Kickboxing and Sambo Granted Provisional Olympic Recognition

Today it was announced that Sambo and Kickboxing have been granted provisional recognition by the International Olympic Committee.

The following information was contained in a press release published today:

The International Sambo Federation (FIAS)…and the World Associations of Kickboxing Organisations (WAKO) were granted provisional IOC recognition for a period of three years by the EB. These three International Federations will now be able to receive funding from the IOC and can apply for development programmes, while full recognition has to be granted by the IOC Session.  

For those unfamiliar with the art, Sambo is a Russian unarmed combative sport with both a grappling based sport ruleset and a grittier variant known as combat sambo which is more akin to modern mixed martial arts.

This IOC recognition brings both these sports closer to eventual potential inclusion in the Olympic Games.

A few words are warranted on what this development means in Canada as Canada’s Criminal Code by default legalizes combative sports on the Programme of the IOC.

When Section 83 of the Criminal Code was overhauled in 2013 to allow Mixed Martial Arts to be legalized in Canada other combat sports were impacted by the legislation.  The law made it clear which professional and amateur combat sports were legal.  In large part the legislation defers to Provinces.  A default, however, are Olympic Combat Sports.  Unless Provinces say otherwise amateur versions of these sports are automatically legal under the Criminal Code.

Over the years many Provinces have exercised their Section 83 Criminal Code powers noting which sports were legal and which were not. Some Provinces have not yet exercised their powers since section 83 was overhauled making the Criminal Code the default for amateur combat sports in those jurisdictions.

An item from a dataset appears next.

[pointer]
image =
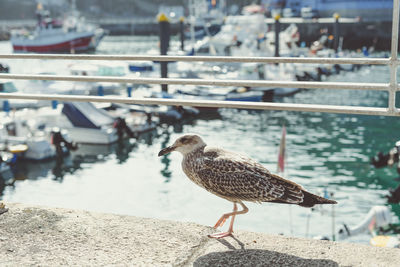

Today’s news does not actually legalize these sports.  Having provisional recognition does not in itself put the sports on the Programme of the IOC.  Karate, for the sake of illustration, is a combative sport that was not only granted recent recognition by the IOC but outright made it onto the Programme of the IOC with its debut scheduled for the upcoming games in Tokyo making the sport legal by default in Canada. If kickboxing and Sambo can build on their momentum and follow the path that Karate took they too can enjoy a default legal status in Canada.  Today’s announcement is a big step in that direction.